Kongresmen Chip Roy z Teksasu przedstawił w krajowej legislaturze projekt ustawy „Drug Cartel Terrorist Designation Act”, na mocy której kartele narkotykowe z Meksyku zostałyby uznane przez Stany Zjednoczone za organizacje terrorystyczne. Ustawa formalizuje rozporządzenie wykonawcze Donalda Trumpa, aby zapobiec jego unieważnieniu przez przyszłe administracje.
Chip Roy reprezentujący w Izbie 21. okręg Teksasu wprowadził do krajowego Kongresu ustawę „Drug Cartel Terrorist Designation Act”, wymierzoną w meksykańskie kartele narkotykowe. Uchwalenie ustawy oznaczałoby wpisanie czterech największych organizacji przestępczym w Meksyku na listę zagranicznych organizacji przestępczych.
W ustawie wymieniono Kartel z Zatoki, Kartel Sinaloa, Kartel Del Noreste (ex Los Zetas) oraz Kartel Jalisco Nueva Generacion.
Nadanie grupom statusu organizacji terrorystycznych umożliwi organom ścigania zamrażanie środków, należących do bossów karteli, deportację członków tych grup z terytorium kraju, surowsze kary oraz przeznaczenie do walki z nimi większych zasobów wywiadowczych.

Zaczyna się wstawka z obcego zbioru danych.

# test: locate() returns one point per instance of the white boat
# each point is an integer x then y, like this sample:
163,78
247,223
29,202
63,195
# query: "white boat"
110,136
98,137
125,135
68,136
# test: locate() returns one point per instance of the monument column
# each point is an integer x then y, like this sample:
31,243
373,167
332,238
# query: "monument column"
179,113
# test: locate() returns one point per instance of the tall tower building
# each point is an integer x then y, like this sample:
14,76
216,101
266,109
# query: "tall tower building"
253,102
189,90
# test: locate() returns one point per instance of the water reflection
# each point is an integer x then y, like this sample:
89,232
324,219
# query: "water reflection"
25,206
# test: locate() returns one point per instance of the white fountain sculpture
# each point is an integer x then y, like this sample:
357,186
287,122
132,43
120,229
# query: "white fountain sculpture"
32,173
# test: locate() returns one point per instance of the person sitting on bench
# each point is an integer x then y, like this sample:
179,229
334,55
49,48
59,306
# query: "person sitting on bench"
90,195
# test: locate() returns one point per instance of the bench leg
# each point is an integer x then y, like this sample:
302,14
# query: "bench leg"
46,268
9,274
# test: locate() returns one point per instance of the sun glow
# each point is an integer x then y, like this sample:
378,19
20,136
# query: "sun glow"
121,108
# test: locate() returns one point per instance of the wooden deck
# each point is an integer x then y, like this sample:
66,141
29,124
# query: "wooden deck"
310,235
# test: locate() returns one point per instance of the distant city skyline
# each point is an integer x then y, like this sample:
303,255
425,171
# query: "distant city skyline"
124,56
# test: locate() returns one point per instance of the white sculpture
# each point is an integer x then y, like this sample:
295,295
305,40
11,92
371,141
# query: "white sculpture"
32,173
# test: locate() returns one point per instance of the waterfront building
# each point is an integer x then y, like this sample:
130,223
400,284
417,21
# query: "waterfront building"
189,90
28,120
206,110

Roy w swoim oświadczeniu podkreślił, że kartelom latami udawało się wykorzystywać amerykańsko-meksykańską granicę do prowadzenia działalności przestępczej, a obecnie ich działania przybrały jeszcze bardziej brutalny charakter. Wspomniał m.in. o przypadkach podkładania ładunków wybuchowych na granicy z Teksasem i atakach na funkcjonariuszy straży granicznej.
Eksperci podkreślają, że kartele narkotykowe stanowią coraz większe zagrożenie dla bezpieczeństwa narodowego. Szacuje się, że te potężne przedsiębiorstwa przestępcze generują każdego dnia 14 mln dolarów zysku z handlu narkotykami, handlu ludźmi oraz innych, nielegalnych działań.